How do you graph and solve abs(x+1)+x+1<-1?

Aug 21, 2016

The inequation has not solutions.

Explanation:

$\left\mid x + 1 \right\mid + x + 1 < - 1$ or

$\left\mid x + 1 \right\mid + x + 1 + 1 < 0$

now, for $x \ne - 1$

$1 + \frac{x + 1}{\left\mid x + 1 \right\mid} + \frac{1}{\left\mid x + 1 \right\mid} < 0$ but

$\frac{x + 1}{\left\mid x + 1 \right\mid} = \pm 1$ so

$1 \pm 1 + \frac{1}{\left\mid x + 1 \right\mid} < 0$ which is impossible.

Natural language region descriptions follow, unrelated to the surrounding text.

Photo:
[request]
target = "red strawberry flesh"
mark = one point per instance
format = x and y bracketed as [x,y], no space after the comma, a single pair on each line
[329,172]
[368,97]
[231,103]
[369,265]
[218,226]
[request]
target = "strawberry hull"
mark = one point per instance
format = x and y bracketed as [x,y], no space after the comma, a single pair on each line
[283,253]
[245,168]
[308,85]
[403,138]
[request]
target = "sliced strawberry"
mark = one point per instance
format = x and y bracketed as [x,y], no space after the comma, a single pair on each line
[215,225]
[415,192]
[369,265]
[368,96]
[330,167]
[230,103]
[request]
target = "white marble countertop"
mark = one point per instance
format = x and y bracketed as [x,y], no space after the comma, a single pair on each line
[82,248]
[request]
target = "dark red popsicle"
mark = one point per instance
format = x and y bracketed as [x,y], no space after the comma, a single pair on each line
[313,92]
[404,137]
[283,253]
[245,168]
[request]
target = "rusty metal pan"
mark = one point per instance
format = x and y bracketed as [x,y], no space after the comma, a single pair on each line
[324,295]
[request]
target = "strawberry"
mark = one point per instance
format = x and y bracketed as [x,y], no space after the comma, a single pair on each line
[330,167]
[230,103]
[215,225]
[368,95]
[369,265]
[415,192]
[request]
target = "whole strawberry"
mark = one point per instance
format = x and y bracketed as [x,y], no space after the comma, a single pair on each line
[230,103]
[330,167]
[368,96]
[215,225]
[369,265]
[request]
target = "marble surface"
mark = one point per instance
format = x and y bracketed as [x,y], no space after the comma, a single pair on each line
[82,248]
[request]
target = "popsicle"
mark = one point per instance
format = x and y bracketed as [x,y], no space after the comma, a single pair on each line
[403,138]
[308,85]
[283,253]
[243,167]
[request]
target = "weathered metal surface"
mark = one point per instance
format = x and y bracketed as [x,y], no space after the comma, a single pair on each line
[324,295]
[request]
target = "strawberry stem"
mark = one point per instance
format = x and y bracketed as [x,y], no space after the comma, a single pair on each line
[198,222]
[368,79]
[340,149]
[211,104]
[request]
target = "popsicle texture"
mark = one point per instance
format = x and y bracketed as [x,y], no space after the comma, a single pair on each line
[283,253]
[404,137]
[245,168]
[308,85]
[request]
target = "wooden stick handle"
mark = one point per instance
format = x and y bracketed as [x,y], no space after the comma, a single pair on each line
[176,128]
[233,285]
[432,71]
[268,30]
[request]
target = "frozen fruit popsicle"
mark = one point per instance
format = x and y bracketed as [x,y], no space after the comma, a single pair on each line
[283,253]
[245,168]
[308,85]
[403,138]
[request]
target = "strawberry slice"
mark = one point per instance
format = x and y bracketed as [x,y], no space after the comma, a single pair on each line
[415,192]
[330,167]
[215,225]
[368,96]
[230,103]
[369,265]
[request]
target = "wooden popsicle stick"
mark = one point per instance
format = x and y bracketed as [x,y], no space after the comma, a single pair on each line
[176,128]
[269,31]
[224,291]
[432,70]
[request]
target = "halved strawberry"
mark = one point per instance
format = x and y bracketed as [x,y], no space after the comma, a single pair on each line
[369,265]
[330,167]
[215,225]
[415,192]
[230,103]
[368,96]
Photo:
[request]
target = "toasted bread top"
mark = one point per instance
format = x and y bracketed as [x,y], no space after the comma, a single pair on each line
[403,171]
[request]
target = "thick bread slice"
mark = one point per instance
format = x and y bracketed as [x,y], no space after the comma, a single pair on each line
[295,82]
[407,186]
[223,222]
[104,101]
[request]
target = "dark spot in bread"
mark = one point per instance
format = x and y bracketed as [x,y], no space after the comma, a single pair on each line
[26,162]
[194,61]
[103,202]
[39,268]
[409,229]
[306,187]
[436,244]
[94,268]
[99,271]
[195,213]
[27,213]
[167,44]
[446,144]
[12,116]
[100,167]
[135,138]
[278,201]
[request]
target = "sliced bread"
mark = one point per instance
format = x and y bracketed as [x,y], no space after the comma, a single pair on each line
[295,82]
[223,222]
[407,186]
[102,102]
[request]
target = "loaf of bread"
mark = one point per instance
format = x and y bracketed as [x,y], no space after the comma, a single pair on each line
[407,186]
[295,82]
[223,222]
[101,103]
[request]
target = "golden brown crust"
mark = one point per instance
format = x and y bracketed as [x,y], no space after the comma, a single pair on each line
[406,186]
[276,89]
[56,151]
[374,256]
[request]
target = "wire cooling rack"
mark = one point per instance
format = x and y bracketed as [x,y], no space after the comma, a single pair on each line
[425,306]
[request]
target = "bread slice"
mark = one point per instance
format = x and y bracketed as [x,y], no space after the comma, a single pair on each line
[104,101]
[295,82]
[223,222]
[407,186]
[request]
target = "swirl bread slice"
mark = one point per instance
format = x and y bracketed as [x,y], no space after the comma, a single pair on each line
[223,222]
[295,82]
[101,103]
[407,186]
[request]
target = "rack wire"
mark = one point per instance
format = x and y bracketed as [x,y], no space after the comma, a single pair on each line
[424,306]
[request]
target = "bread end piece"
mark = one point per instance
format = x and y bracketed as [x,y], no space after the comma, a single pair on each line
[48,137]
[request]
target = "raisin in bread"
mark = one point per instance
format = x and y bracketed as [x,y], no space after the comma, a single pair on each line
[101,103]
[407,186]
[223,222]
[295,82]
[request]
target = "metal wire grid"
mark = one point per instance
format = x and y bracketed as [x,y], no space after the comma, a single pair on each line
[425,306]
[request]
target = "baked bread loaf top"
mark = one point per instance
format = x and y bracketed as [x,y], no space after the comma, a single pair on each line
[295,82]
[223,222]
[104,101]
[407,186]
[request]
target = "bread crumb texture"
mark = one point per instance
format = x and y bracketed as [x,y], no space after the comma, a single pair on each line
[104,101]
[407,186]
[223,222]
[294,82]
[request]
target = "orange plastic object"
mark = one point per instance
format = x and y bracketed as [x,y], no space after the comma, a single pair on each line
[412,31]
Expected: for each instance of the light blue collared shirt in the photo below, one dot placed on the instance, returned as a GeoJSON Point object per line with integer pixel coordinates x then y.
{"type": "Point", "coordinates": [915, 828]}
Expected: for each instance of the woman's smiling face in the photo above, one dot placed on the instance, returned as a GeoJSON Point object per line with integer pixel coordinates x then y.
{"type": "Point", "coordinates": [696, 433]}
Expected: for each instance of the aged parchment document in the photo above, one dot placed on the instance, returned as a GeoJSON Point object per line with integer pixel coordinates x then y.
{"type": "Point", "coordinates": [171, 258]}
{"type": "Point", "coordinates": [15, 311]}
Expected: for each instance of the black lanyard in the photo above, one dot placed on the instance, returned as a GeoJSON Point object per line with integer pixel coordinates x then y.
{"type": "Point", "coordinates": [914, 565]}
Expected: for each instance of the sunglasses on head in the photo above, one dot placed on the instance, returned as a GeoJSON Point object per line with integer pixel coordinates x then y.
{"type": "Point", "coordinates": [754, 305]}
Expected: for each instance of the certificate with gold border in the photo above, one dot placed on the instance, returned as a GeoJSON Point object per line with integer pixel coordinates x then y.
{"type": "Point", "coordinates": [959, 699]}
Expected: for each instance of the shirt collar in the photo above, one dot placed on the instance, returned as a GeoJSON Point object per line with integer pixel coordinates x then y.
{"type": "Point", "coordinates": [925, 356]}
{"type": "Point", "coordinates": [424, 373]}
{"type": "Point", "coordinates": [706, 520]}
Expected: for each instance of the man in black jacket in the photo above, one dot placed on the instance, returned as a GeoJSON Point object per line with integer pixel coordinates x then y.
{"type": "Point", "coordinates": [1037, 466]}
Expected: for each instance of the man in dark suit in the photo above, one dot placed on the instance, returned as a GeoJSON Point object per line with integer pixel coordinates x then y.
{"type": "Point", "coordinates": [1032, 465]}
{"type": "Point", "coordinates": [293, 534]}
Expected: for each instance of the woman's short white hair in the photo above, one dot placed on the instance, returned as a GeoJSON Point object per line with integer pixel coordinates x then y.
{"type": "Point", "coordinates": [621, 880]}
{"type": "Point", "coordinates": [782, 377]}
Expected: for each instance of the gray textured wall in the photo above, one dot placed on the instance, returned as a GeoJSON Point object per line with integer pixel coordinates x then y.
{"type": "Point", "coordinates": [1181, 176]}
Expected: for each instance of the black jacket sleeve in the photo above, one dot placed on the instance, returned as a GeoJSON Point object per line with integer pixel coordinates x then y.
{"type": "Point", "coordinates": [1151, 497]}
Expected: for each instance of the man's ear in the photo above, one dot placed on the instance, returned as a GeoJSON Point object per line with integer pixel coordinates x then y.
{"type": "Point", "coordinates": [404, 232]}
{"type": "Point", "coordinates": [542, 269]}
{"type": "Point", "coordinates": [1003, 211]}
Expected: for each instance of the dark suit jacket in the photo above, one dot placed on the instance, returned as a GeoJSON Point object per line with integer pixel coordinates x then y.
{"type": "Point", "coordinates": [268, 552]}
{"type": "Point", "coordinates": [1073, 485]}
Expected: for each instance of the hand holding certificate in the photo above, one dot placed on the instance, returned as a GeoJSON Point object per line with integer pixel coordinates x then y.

So the inequation has not solutions.

Aug 21, 2016

Invalid inequality. No solution at all.

Explanation:

$| x + 1 | = x + 1$, for $x > = - 1.$. If so, 2x+1 has to be $< - 1$,

and for this to happen,

$x < - \frac{3}{2} < - 1$. And so, this case is ruled out.

Similarly,$| x + 1 | = - \left(x + 1\right)$, for x $< = - 1.$. If so,

$- \left(x + 1\right) + \left(x + 1\right) = 0 > - 1$.

And so, this case is also ruled out.